Reviews from

in the past


For a free to play indie platformer relased in the year 2008 it's pretty freakin cool
I dig the artstyle and the mini slide show cutscenes in the beginning and end of the game
The gameplay could've been better but it's good for what it is
I just think that jills jump is too floaty at times and that's all
Overall? A pretty good experience and a must play if you dig 00s indie games

Fun little diversion. I can confirm that all lesbians can indeed slowfall.

cute and enjoyable! finished in 39 minutes for my first run! for sure a game to just sit and play sometimes for fun

Anna Anthropy is an envelope-pusher for queer viscera in gaming most prominent during the late 2000s to the early 2010s. Her domain used to be Adobe Flash, and she used its rudimentary framing as a vessel to highlight queer reality. No blockading, no paywall, all you needed was a computer, internet, and some time. In this sense I have nothing but admiration from her, especially considering how unabashed her presentation of sapphic sexuality and transgender existence is.

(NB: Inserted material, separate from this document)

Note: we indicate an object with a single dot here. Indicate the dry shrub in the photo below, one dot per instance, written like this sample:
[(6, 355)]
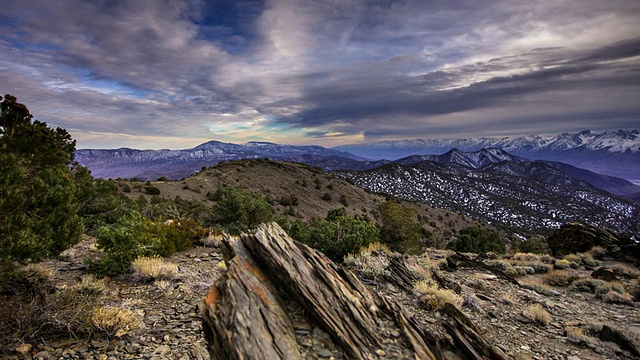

Among her earlier opuses was 'Mighty Jill Off', a game in 2008 that had no shortage of BDSM theming in a sapphic relationship. To put that into perspective, most of society as a whole were introduced to the deluge of hardcore or esoteric kinks through Fifty Shades of Grey, a book of heterosexual fiction that developed from a Twilight fanfiction. It came out in 2011. While 'Mighty Jill Off' is a comparatively light and brief stint into the activities of a masochist-submissive dyke meant to climb a tower to lick the boots of her trans dominatrix, I think its context and brevity leads it to be more transcendent of the trappings of petty relationship drama and endless catering to the male gaze.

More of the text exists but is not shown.